Como arquitectos, enfrentamos una responsabilidad clara con la ciudad. El futuro no está en construir desde cero, sino en reinterpretar lo que ya existe. Reciclar un edificio es una de las acciones más responsables que podemos ejercer desde la práctica profesional: reduce de manera significativa la huella de carbono, evita la sobreexplotación de recursos y mantiene viva la memoria urbana.
«La ciudad no necesita más escombros, necesita mejores soluciones habitacionales. Rehabilitar es también un acto de respeto por la historia y por el entorno», señala De Rungs.
La diferencia entre demoler y rehabilitar es profunda. Demoler implica transportar toneladas de escombro, producir nuevos materiales y comenzar nuevamente desde cero. Rehabilitar, en cambio, permite aprovechar estructuras existentes, optimizar recursos y devolver valor urbano a zonas que han quedado rezagadas. Este enfoque resulta especialmente relevante en una ciudad que necesita vivienda, pero también orden, infraestructura y comunidad.
En su práctica profesional, De Rungs ha encontrado en la vivienda colectiva un espacio ideal para esta transformación. Edificios antiguos, casas deterioradas y estructuras subutilizadas representan oportunidades reales para generar hogares bien diseñados, funcionales y conectados con su entorno.
«La Ciudad de México ya tiene mucho construido; el reto es volverlo habitable y funcional para las nuevas generaciones», comenta el arquitecto. «Cada edificio recuperado es un paso para evitar que zonas completas caigan en abandono».

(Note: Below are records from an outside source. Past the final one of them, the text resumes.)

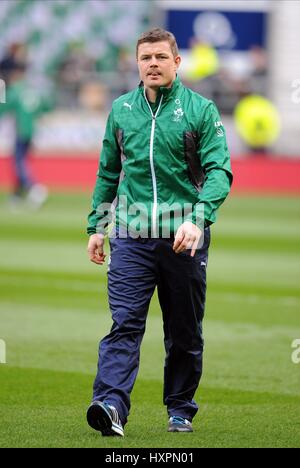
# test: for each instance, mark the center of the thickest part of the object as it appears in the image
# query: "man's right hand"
(95, 249)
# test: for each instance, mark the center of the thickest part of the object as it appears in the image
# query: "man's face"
(157, 65)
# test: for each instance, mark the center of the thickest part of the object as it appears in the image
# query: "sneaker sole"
(99, 419)
(180, 429)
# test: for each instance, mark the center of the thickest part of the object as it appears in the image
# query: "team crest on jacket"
(178, 114)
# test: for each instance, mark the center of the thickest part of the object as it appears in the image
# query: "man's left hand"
(187, 237)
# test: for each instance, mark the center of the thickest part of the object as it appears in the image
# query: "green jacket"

Esta tendencia también redefine el papel del arquitecto. Ya no se trata únicamente de diseñar dentro de un predio, sino de entender qué aporta cada proyecto al exterior: calles más activas, comercio de barrio, mejor iluminación natural, ventilación adecuada, áreas verdes y una relación más sana con el entorno inmediato. La arquitectura deja de ser un objeto aislado y se convierte en un agente urbano.

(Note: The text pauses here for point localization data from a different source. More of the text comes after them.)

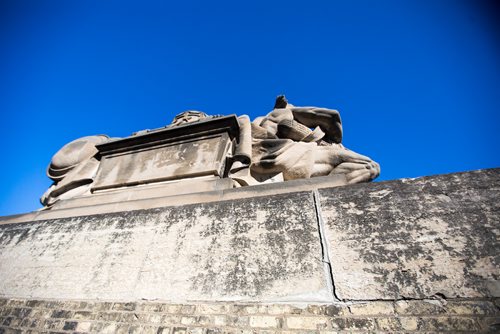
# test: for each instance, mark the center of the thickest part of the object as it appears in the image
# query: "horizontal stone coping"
(183, 199)
(156, 317)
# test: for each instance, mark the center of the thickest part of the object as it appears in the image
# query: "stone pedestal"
(397, 256)
(174, 153)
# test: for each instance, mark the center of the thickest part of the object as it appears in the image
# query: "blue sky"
(417, 82)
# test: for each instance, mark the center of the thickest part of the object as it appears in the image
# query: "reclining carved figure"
(283, 143)
(288, 143)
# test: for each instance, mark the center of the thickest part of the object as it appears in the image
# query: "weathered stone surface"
(256, 249)
(415, 238)
(184, 159)
(228, 317)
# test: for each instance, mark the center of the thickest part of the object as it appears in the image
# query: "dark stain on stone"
(395, 222)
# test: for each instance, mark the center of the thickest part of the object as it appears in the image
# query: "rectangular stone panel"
(253, 249)
(182, 159)
(431, 237)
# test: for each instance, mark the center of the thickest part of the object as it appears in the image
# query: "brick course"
(430, 316)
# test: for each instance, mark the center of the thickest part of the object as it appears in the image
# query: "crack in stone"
(324, 246)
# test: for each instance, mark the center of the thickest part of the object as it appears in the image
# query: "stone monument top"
(198, 152)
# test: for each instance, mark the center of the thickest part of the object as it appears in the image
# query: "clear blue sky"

«El proyecto no termina en la fachada. Empieza cuando el edificio se integra y mejora la vida de quienes lo rodean», afirma De Rungs.

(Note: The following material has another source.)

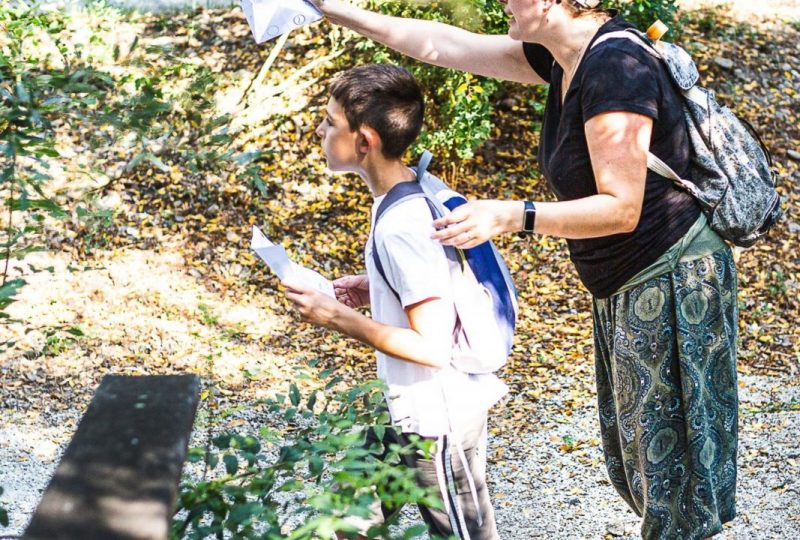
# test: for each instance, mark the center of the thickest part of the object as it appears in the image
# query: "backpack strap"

El reciclaje arquitectónico responde, además, a una nueva conciencia social. El uso de materiales locales, proveedores nacionales y soluciones constructivas inteligentes permite reducir costos, fortalecer la economía local y minimizar el impacto ambiental. No se trata de una moda, sino de una responsabilidad profesional con la ciudad y con quienes la habitan.
«La sostenibilidad no debe ser un lujo, sino una condición básica de cualquier proyecto arquitectónico actual», añade.
La tendencia es clara: las ciudades que apuestan por la rehabilitación no solo se ven mejor, funcionan mejor. En ese proceso, la arquitectura recupera su sentido más profundo: mejorar la vida cotidiana de las personas y construir ciudades más humanas, sostenibles y habitables.
«Reciclar edificios es, en el fondo, reciclar oportunidades para la ciudad y para quienes la viven todos los días», concluye Alexandre de Rungs.